A recent investigation revealed that London has the highest frequency of gazumping during the property sales process, with a notable 35 percent of potential buyers having been gazumped over the past two years. Second place was given to the South East region, which although high at 16 percent, is less than half the frequency experienced in the capital.
Although there is quite a difference between the two, third place drops even further to nine percent, and it is not unexpected that London and the South East have the highest numbers of people being outbid past the offer acceptance stage due to being home to the most expensive and in demand properties in the UK. The average house price in London is currently £481,345 and in the South East is £315,807. These are significantly higher values than the £220,084 average found across the rest of the UK.
The North West experienced the third highest rate of gazumping at nine percent, followed closely by the West Midlands and Yorkshire at seven and six percent, respectively. Typically, property values are substantially lower in these areas compared with the south.
At the bottom of the list is Scotland with one percent, where gazumping is commonly thought to be illegal. However, that is not quite the case. Scottish law and practice prevent a solicitor bound by this to represent a seller who wishes to accept a higher offer on their property, following accepting an offer from another buyer as this would be misconduct. However, solicitors not bound by this law – located in England or Wales – could represent the seller in this case and this is why gazumping, although very rare, can still happen in Scotland.
How can a potential buyer avoid being gazumped?
Avoiding being gazumped is simple, but not necessarily easy. Here are some points to consider when buying a property to ensure all that can be done is:
– A cash purchase will always stand a better chance as there is no waiting around for mortgage applications and money to come through to complete the sale. However, if a mortgage is necessary, ensure a mortgage in principle has been agreed, so you are in a position to make an offer immediately and then complete the application as soon as possible after your offer has been accepted as this entire time is a risky period for being gazumped.
– Make a realistic offer. This may seem basic, but a seller who has accepted an offer, but thinks they may be being slightly ripped off, is much more likely to accept another offer should it come along quickly enough.
– Sell your own property as fast as possible. Long chains can begin to develop if a buyer has a property of their own to sell and some sellers will not wait around. If a better offer comes along while they’re waiting, be prepared to be gazumped.

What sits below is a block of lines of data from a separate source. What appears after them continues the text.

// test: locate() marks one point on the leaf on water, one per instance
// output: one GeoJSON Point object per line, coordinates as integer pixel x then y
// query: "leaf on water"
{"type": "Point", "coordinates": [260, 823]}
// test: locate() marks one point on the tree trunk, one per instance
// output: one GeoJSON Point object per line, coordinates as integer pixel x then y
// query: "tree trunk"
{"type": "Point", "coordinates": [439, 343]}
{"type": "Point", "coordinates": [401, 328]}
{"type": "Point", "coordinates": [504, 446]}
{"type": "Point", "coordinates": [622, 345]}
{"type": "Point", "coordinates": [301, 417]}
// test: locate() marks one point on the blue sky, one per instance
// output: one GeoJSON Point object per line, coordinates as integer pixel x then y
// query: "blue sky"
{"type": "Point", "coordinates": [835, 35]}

– Be friendly and open. It doesn’t hurt to build a good rapport with your potential seller, they may be selling you their home, and they are likely to want it to go to someone who will look after it and who will benefit from it. If the seller knows your situation and how much you and your family will love living in this new home and how well looked after it’s going to be, they’re much less likely to accept a higher offer when it comes along if they’re happy.